In an ideal world, you wouldn’t need to be flexible on time, scope, or budget. But failing to account for the fact that you might have to bend as products evolve or new needs arise is very risky; if something does change, there is no contingency plan that allows you to deliver a market-ready product.

 

Enter flexibility. You have identified which of the project boundaries is flexible, which allows you to adapt without losing velocity. Consider the following scenario:

 

You have identified that scope is your flexible boundary. You know which features and functionalities are critical for your minimum viable product, and there are others on the product roadmap that are highly desired and nice to have. You prioritize tasks accordingly using the MoSCoW technique (Must have, Should have, Could have, Won’t Have), aiming for a particular number of features/functionalities. But, you have accounted for the fact that if there are issues, you can scale back and still have the capacity to deliver your minimum viable product within the other two boundaries. As a result, if there is a snag, you are now able to focus resources on the critical aspects of the project and save lower priorities for future releases.

 

“Failing to account for the fact that you might have to bend as products evolve or new needs arise is very risky”

 

In this scenario, if scope wasn’t identified as a flexible boundary, the result would be a sub-par product with partially completed or improperly tested features, delivered in a rush and likely defective.

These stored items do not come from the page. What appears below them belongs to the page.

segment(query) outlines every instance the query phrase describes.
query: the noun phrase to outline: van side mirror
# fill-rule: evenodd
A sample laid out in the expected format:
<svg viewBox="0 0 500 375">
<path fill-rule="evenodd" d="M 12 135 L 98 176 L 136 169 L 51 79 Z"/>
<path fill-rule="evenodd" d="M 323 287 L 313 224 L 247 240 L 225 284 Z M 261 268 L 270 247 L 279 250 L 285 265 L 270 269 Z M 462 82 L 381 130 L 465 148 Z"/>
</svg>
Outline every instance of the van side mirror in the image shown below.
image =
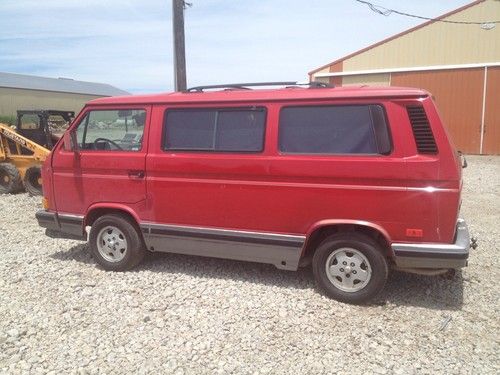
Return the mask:
<svg viewBox="0 0 500 375">
<path fill-rule="evenodd" d="M 64 151 L 78 151 L 75 132 L 67 131 L 63 135 Z"/>
</svg>

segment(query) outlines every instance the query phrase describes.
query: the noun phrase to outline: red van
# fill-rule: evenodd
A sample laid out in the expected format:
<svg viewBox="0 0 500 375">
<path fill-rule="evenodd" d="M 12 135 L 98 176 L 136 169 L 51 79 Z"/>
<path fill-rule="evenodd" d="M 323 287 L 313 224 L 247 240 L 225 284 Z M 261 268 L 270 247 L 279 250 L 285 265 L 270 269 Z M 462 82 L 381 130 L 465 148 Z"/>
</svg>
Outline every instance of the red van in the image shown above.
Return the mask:
<svg viewBox="0 0 500 375">
<path fill-rule="evenodd" d="M 312 262 L 318 286 L 351 303 L 390 268 L 466 266 L 461 158 L 429 93 L 326 86 L 90 101 L 43 166 L 38 222 L 88 240 L 106 270 L 146 251 Z"/>
</svg>

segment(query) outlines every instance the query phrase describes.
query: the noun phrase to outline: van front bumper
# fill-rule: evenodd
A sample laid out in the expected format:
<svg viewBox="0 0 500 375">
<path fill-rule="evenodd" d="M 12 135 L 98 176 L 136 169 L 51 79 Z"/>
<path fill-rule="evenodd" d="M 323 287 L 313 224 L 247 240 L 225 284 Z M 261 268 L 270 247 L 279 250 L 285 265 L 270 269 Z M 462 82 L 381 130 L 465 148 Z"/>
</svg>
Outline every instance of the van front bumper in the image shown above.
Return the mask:
<svg viewBox="0 0 500 375">
<path fill-rule="evenodd" d="M 87 240 L 87 234 L 83 230 L 83 216 L 40 210 L 35 217 L 38 225 L 45 228 L 45 235 L 48 237 Z"/>
<path fill-rule="evenodd" d="M 398 268 L 461 268 L 467 266 L 471 238 L 465 220 L 458 219 L 455 243 L 393 243 Z"/>
</svg>

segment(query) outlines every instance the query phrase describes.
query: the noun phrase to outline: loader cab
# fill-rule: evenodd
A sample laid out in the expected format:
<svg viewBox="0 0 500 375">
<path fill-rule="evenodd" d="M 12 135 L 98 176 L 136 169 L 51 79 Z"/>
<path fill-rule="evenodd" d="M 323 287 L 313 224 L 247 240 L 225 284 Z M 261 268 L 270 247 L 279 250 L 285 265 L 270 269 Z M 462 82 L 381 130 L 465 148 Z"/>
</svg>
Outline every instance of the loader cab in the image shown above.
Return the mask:
<svg viewBox="0 0 500 375">
<path fill-rule="evenodd" d="M 17 111 L 16 131 L 23 137 L 51 150 L 75 117 L 72 111 Z"/>
</svg>

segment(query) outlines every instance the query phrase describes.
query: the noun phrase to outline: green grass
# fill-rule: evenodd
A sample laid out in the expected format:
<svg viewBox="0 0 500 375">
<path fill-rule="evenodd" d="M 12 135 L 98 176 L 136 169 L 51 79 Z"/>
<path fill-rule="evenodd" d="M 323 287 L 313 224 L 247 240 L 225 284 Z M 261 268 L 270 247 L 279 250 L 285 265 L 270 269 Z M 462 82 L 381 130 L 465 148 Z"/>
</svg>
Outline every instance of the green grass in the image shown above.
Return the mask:
<svg viewBox="0 0 500 375">
<path fill-rule="evenodd" d="M 0 115 L 0 123 L 7 125 L 16 124 L 16 116 Z"/>
</svg>

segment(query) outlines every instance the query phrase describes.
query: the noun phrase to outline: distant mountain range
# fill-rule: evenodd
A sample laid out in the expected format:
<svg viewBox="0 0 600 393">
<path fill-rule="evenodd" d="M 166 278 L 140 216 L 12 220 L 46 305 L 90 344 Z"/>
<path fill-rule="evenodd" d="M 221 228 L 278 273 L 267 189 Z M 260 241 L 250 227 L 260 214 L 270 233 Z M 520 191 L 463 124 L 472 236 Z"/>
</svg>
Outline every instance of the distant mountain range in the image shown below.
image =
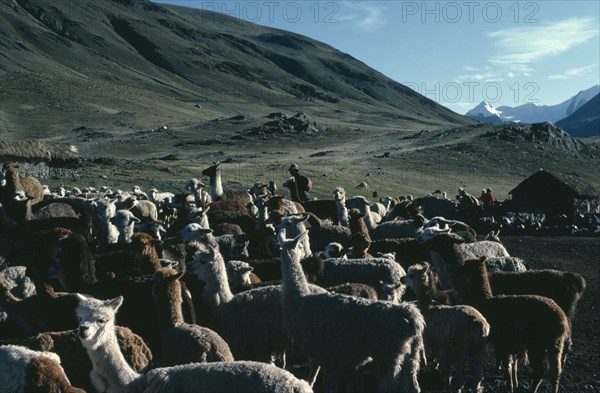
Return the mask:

Trying to deliver everything would essentially give the user nothing – except a poor user experience.

 

The same principle applies to time and budget. If you plan for the possibility that things may not go as planned, you are able to adapt.

 

Building Flexibility Into Your Process

Flexible Process

There are practices that allow you to bake flexibility into the agile app development process itself. These practices help with time, scope, and budget management, but also allow for rapid adaptability to changing needs. At Clearbridge, we use an agile squad model that includes a number of these practices.

 

  • Squad-based agile development – Squads are small co-located teams that are responsible for the end-to-end delivery of a product. They plan together, share knowledge, and have a known capacity. This reduces risk and allows for predictable velocity.
  • Rolling wave planningRolling wave planning involves delaying product decisions until you’re in the best position to make them. It lets you analyze and act upon knowledge that wasn’t available at project kick-off. This lowers your risk, minimizes downtime, and allows you to adjust to changing product needs.
  • Flexible capacity – Squads have a known maximum capacity, but the ability to scale up or down within that capacity. Since all members share knowledge of the project, when you need the squad at full capacity every team member can easily jump in; when the workload is lighter resources can be scaled down.

 

Ultimately, flexibility is at the basis of a truly agile development methodology. Identifying where your flexibility lies, accounting for it in your project plan, and building it into your development process will allow you to adapt to changes and still have the ability to deliver a successful product.